ATHENS (MNI) – Members of parliament from Greece’s ruling Socialist
party have put a brake on a potential new aid package for the country,
threatening to oppose new deficit-cutting measures if the government
tries to put them on a fast-track without first consulting its own MPs.

The government is currently working with officials from the
European Commission, the International Monetary Fund and the European
Central Bank on a package of new measures to be implemented in exchange
for new aid of around E60 billion to help Greece meet financing
obligations falling due in 2012 and 2013.

The contemplated new measures include another round of job cuts in
the public sector and an expedited privatization of state assets, which
is being strongly urged by the Commission, the IMF and the ECB.

In a letter to Prime Minister George Papandreou, reported Thursday
in the Greek newspaper Proto Thema, 16 parliamentary members belonging
to Papandreou’s own party demanded to be briefed about the ongoing
negotiations and requested a meeting of the party’s economic and
parliamentary commitees discuss all aspects of the plan before the
government tries to present it for a vote in parliament.

The MPs suggest that should the government try to pass the measures
on an “emergency vote,” as it has done with the previous rounds of
measures, they would vote against it, the newspaper reported.

Their demands could be a problem for the government, which is under
extreme pressure for quick approval of measures not only from the
so-called troika — the Commission, IMF and ECB — but also, and even
more so, from financial markets.

“We shouldn’t be called once again at the last minute for an
emergency vote regarding a new plan, when we know that the first one has
failed,” Panayotis Kouroumplis, one of the MPs who co-signed the letter,
was quoted as saying.

The letter declared: “Today’s unprecedented crisis calls for a
national, united, serious and responsible front. A year ago we embarked
on a big effort with painful sacrifices. Nobody would have thought that
these sacrifices would not bring the expected results. But a year later
we find ourselves in the same crucial situation.
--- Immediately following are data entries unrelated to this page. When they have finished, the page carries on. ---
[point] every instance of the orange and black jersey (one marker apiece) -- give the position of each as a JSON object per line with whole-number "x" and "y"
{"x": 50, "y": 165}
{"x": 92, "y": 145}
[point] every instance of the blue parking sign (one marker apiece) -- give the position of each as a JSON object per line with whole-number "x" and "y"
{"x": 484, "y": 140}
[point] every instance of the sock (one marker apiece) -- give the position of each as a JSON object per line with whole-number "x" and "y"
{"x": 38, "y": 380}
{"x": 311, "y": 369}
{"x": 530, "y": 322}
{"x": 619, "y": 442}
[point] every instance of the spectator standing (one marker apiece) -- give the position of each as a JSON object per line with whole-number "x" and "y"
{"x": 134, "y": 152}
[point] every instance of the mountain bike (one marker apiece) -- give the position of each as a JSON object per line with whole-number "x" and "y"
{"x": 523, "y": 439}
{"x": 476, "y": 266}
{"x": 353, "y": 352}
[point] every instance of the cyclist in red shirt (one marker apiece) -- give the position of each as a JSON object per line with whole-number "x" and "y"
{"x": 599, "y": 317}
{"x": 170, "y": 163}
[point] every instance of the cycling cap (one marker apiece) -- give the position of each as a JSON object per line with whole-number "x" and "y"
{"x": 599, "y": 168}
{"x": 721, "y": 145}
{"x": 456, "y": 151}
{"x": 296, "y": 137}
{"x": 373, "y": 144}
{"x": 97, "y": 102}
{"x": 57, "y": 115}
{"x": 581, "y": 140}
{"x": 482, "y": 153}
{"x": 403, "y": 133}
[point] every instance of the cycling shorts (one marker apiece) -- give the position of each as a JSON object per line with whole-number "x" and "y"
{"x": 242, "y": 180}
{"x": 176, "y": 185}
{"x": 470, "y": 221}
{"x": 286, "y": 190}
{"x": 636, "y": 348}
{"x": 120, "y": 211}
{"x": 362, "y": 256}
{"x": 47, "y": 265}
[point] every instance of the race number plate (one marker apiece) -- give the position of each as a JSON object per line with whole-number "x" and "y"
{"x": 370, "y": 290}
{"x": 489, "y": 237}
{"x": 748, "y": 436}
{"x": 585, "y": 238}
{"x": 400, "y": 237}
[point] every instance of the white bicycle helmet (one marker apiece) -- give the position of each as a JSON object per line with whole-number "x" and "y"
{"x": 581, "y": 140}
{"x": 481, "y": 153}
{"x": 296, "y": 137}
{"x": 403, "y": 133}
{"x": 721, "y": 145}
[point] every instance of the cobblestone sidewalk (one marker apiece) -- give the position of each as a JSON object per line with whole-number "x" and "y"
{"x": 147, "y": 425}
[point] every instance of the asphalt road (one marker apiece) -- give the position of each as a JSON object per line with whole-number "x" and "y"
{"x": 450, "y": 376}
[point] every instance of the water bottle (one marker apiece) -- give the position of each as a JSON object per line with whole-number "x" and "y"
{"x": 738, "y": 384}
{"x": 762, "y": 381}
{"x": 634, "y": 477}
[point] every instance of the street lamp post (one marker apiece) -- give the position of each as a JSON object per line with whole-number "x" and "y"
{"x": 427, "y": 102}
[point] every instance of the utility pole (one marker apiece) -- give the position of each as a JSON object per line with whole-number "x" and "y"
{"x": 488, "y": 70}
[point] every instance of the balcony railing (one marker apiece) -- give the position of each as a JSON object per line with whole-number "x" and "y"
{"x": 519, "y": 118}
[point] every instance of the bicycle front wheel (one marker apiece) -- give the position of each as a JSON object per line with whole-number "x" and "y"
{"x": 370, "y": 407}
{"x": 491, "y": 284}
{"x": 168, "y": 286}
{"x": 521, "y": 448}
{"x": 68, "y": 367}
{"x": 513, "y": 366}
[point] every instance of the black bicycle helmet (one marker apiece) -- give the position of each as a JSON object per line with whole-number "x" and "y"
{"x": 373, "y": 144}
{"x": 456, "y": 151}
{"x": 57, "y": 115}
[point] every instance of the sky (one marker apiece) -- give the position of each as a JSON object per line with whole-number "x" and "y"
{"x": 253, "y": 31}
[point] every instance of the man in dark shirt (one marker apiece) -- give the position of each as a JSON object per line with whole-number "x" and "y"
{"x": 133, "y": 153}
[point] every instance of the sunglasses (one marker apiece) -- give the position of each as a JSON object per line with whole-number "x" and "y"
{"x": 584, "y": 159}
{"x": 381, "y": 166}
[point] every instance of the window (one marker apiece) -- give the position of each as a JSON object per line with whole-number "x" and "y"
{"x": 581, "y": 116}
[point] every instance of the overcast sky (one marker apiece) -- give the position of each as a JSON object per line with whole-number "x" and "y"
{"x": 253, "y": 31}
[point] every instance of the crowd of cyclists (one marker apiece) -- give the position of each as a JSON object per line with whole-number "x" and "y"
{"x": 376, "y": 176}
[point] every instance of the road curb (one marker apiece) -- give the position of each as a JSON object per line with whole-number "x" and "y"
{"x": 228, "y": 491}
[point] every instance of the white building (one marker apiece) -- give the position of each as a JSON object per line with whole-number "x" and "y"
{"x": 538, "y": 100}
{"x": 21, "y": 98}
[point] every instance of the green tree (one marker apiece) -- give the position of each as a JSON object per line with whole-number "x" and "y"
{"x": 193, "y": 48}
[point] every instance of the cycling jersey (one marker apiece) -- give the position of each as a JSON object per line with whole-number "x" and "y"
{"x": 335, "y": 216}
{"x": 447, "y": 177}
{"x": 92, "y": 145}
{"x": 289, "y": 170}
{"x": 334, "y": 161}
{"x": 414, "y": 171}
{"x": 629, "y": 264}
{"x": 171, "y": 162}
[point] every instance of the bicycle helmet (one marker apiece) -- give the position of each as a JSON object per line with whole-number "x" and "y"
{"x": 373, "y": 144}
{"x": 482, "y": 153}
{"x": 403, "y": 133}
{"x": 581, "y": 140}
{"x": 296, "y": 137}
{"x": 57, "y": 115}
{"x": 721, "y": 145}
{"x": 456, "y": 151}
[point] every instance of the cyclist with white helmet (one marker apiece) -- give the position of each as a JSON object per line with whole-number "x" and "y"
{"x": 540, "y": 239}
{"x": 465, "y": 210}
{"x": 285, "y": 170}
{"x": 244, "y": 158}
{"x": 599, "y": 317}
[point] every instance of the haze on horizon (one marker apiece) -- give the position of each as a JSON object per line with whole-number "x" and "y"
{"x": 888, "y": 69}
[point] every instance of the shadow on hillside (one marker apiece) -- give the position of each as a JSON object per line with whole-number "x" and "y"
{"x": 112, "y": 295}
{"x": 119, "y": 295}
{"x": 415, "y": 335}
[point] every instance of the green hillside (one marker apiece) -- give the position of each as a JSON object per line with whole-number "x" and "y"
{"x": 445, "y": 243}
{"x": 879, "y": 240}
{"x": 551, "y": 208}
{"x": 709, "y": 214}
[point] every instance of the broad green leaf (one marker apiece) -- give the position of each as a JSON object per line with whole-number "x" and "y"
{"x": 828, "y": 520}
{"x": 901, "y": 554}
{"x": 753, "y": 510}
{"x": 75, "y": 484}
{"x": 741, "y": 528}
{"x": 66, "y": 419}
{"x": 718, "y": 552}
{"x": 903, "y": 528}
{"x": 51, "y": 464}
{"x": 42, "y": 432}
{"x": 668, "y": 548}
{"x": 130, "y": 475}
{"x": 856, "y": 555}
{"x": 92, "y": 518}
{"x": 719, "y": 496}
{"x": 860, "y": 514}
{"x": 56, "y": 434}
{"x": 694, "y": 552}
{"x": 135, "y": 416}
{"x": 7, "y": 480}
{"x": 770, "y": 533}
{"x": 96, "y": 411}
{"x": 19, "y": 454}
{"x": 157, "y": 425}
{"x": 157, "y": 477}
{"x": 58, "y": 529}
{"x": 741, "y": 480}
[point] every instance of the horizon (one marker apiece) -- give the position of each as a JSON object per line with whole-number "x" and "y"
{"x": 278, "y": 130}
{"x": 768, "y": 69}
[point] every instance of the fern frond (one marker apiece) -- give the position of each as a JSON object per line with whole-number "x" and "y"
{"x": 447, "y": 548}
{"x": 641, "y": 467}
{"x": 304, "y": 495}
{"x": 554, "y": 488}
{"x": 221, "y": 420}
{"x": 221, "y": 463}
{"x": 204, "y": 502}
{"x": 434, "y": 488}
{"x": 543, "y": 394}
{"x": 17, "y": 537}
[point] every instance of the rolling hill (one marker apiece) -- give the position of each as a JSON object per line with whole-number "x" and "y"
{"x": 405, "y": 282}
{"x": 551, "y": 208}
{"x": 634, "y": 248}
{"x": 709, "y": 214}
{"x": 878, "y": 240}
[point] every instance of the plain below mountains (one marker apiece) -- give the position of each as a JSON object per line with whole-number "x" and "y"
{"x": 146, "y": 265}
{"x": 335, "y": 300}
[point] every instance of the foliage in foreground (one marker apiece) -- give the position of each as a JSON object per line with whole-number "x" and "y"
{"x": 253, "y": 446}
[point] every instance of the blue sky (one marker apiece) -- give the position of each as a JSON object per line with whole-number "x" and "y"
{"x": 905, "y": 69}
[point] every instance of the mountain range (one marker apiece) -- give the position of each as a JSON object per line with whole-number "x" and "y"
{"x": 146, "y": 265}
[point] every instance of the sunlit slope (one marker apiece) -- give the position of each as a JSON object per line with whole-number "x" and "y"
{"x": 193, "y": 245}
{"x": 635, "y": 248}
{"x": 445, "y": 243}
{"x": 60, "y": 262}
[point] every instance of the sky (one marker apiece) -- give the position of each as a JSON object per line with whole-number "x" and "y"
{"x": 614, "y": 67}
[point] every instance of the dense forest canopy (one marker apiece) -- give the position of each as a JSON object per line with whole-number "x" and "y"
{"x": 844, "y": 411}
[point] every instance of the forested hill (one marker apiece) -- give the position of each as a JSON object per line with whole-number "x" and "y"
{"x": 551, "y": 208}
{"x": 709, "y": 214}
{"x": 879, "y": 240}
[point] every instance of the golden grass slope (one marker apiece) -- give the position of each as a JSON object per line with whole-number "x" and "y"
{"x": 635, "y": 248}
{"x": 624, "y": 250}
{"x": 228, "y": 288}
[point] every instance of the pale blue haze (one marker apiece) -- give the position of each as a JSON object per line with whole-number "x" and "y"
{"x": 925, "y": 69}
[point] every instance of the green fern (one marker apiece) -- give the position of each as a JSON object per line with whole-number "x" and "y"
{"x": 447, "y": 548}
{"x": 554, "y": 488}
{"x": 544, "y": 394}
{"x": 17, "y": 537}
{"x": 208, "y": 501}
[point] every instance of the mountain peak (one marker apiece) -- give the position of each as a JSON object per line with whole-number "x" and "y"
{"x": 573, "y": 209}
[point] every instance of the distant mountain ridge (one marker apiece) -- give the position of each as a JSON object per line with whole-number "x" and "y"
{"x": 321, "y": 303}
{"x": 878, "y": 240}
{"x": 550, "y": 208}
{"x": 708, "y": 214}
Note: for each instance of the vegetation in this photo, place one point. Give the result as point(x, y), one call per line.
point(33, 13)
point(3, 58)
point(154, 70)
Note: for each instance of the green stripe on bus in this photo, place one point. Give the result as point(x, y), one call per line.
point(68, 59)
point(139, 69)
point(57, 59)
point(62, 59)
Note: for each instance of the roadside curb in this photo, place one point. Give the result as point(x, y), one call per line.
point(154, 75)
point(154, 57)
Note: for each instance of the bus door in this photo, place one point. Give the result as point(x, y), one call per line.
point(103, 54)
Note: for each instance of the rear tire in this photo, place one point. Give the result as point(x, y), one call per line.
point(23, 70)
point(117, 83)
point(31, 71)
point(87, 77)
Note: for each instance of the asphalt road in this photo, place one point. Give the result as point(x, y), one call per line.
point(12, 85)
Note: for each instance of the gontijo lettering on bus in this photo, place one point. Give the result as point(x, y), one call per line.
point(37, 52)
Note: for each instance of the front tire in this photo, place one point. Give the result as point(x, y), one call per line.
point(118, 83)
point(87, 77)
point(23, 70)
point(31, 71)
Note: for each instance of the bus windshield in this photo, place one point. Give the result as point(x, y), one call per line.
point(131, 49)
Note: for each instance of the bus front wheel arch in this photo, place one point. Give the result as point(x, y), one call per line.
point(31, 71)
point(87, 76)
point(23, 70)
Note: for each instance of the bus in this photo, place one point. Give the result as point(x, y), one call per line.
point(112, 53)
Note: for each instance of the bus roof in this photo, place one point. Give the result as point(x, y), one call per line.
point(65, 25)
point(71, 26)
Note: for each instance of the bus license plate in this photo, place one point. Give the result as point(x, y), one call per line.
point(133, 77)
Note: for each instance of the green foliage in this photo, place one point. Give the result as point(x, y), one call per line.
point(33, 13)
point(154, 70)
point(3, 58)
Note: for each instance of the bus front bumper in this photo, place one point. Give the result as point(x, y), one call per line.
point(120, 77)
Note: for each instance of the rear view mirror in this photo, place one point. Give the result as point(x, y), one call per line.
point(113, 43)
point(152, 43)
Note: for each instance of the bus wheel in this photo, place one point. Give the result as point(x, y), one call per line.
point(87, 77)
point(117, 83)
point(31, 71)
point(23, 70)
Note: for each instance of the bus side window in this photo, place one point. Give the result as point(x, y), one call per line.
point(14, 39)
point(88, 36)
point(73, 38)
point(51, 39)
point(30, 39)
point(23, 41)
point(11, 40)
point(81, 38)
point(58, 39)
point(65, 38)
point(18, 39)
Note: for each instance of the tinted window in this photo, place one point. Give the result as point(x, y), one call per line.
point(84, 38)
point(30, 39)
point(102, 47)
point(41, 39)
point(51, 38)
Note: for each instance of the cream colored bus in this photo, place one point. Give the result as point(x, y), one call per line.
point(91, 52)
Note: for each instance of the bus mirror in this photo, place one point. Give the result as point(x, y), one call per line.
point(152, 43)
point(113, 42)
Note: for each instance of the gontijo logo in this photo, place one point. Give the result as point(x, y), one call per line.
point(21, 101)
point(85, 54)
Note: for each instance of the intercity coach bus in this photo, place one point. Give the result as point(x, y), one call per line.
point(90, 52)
Why?”

It went on to cite, “widespread concern that the vote on a [new]
medium-term plan will be called as an emergency vote, while the same
tactics seem to be implemented regarding the vote on our national
resources and privatizations.”

The letter implied there may be some constitutional problems with
what the government is planning to accept from the outside institutions
that are providing the aid.

“These are decisions that will determine Greece’s future for
decades to come and can only be taken with the utmost respect for our
democratic constitution,” the MPs wrote.